The Decision: The legal issue before the court was whether the City's scope of review on mobile home conversions was effectively limited to the four corners of Government Code Section 66427.5, which sets forth the steps that a mobile home park's owner must go through in order to avoid the economic displacement of existing tenants when converting from rental to resident ownership (e.g., obtain a survey of tenant support for the proposed subdivision pursuant to an agreement with any resident homeowners' association). In concluding that the city's scope was not so limited, the court was explicit in relying on the supreme court's recent decision in Pacific Palisades Bowl Mobile Estates, LLC v. City of Los Angeles (2012) 55 Cal.4th 783.
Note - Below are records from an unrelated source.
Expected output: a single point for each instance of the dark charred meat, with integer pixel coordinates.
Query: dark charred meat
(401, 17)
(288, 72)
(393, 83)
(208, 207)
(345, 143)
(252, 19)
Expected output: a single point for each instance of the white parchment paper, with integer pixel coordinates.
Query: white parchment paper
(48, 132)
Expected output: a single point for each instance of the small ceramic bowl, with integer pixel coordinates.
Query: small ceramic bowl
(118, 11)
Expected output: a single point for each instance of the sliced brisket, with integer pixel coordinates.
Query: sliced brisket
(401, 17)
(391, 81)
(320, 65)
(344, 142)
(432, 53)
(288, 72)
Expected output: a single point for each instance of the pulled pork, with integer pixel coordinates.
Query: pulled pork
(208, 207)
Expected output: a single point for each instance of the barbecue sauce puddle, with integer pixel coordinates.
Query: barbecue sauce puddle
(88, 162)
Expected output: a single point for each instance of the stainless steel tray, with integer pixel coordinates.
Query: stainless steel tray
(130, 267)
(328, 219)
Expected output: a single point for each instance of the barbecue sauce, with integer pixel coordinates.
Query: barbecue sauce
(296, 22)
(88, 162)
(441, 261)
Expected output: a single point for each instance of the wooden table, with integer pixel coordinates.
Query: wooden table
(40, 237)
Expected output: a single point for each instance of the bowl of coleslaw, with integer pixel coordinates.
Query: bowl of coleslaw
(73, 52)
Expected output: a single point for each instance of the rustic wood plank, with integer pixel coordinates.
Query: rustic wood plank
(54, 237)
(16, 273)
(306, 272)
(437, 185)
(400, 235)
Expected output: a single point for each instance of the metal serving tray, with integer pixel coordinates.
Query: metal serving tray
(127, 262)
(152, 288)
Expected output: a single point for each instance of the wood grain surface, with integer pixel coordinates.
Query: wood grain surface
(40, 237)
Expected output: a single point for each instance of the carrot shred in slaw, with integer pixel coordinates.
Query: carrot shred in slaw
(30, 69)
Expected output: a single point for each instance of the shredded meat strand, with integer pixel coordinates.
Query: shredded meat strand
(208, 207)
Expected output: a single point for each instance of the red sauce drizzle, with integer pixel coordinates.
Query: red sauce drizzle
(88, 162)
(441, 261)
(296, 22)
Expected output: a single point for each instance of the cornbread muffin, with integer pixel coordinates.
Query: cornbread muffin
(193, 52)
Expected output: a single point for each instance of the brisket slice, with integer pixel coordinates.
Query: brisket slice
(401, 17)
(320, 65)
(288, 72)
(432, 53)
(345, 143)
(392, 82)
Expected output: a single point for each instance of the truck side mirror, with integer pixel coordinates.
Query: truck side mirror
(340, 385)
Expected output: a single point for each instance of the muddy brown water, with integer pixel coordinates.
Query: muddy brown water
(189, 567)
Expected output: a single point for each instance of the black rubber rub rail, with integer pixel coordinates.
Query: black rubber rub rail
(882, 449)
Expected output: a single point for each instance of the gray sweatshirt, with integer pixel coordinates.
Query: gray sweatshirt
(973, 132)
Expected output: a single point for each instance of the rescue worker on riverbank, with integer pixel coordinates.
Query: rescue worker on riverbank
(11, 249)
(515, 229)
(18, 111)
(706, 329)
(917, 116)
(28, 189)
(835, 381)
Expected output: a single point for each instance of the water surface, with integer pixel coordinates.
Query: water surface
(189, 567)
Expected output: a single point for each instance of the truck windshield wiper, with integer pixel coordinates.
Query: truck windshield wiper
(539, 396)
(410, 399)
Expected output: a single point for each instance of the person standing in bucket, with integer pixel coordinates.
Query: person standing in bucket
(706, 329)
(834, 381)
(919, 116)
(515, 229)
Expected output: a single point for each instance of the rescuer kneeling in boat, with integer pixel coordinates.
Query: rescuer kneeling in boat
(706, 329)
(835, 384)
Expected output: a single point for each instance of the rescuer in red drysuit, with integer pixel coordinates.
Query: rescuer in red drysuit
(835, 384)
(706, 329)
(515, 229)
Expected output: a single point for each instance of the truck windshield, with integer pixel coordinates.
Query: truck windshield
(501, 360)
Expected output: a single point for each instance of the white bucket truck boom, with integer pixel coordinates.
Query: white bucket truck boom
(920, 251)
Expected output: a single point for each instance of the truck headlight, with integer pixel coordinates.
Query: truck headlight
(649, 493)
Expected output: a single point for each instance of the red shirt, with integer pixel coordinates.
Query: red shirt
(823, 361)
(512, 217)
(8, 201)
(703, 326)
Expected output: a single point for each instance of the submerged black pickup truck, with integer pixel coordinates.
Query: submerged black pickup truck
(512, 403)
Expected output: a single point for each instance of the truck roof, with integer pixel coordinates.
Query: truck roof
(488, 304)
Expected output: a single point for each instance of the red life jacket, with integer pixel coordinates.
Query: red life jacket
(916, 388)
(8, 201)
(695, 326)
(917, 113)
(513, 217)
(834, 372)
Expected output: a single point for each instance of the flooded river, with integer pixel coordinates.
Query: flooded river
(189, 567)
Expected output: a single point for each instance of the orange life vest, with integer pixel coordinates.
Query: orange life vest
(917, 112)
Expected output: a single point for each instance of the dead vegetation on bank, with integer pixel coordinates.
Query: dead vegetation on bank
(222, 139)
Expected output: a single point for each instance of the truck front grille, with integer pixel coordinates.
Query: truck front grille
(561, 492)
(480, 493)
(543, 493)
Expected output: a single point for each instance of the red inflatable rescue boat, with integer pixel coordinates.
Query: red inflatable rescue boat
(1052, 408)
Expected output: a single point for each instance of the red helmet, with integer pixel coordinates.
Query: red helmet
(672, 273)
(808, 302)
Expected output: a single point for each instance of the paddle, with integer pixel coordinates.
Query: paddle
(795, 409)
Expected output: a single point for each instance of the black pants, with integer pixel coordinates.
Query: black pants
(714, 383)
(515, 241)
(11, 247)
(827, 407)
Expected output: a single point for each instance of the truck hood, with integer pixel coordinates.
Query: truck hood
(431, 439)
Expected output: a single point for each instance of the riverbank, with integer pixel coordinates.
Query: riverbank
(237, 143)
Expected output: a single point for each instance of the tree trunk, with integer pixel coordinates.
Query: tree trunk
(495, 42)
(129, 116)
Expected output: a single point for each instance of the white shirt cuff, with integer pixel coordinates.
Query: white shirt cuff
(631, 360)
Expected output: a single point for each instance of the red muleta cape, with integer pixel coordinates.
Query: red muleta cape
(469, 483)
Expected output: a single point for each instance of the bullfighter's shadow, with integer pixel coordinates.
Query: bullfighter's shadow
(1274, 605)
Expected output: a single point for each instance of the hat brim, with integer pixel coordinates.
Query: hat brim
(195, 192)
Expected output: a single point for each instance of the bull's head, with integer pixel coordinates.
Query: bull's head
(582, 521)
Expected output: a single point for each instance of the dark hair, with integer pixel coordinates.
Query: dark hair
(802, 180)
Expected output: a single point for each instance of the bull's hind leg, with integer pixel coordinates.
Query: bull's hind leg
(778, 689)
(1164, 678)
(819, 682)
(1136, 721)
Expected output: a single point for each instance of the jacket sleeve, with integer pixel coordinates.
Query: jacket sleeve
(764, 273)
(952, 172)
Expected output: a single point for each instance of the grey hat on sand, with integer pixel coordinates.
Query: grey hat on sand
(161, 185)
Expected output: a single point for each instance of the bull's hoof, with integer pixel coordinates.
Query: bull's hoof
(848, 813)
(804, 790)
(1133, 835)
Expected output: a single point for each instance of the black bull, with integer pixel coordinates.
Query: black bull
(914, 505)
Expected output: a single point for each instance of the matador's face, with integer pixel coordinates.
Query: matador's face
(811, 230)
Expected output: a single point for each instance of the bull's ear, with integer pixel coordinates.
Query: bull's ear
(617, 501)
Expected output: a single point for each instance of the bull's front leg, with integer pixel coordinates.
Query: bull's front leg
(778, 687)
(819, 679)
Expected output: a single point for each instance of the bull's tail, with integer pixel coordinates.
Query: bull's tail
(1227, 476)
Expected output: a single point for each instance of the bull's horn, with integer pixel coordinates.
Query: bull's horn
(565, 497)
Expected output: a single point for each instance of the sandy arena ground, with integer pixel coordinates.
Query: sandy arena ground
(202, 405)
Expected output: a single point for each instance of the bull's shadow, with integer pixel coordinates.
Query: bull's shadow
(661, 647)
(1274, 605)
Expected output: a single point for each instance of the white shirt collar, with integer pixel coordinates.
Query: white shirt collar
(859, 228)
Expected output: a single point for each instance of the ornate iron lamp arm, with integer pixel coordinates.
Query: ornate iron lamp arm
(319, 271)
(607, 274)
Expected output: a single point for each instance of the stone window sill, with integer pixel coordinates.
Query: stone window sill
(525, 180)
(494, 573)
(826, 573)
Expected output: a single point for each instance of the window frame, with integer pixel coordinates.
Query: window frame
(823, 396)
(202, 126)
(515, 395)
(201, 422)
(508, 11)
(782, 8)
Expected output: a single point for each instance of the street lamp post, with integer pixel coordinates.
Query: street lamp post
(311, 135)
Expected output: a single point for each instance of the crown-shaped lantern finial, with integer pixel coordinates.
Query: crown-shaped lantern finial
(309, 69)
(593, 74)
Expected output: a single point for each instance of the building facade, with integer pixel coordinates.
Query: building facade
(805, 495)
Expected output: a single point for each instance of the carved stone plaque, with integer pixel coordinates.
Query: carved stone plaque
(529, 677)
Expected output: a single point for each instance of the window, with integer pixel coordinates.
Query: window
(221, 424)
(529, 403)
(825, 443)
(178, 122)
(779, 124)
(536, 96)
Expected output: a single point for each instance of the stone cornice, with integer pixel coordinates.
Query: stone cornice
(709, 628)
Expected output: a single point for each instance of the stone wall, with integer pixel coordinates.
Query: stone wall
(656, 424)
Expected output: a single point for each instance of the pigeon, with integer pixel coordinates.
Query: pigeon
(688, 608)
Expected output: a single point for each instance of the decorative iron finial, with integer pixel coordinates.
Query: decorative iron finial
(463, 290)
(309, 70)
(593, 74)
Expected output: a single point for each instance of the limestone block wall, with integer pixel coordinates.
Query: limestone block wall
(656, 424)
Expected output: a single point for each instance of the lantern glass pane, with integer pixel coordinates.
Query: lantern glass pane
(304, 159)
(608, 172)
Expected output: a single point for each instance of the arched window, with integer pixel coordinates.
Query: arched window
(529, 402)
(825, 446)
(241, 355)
In Pacific Palisades Bowl, the supreme court concluded that the Coastal Act and Mello Act were based on important statewide policies and that the provisions of Section 66457.5 should not be read to preclude their application to mobile home conversions, but that all of the sections should be harmonized. Although the Pacific Palisades Bowl case did not address the application of the Subdivision Map Act to Section 66427.5, the court inCarson Harbor Village read into that decision an "invitation" by the supreme court to apply other state laws (e.g., the Coastal Act, Mello Act, and Subdivision Map Act) to the mobile home conversion process set forth in Section 66427.5. The Carson Harbor Village court found that, just as the Coastal Act and Mello Act could apply to mobile home park conversions, so too could the Subdivision Map Act's general plan consistency requirement. It concluded that substantial evidence supported the city's finding of inconsistency with its general plan open space element as the basis for rejecting the proposed mobile home park conversion.

Practice Pointer: Given the scarcity of development-scale assembled land in California, the practice of converting mobile home parks to individually owned residential communities is likely to continue. Based onCarson Harbor Village, would-be converters need to consider general plan consistency as a part of their applications. As Carson Harbor Villageshows us, general plan inconsistency can be relied upon by the city to reject a proposed conversion.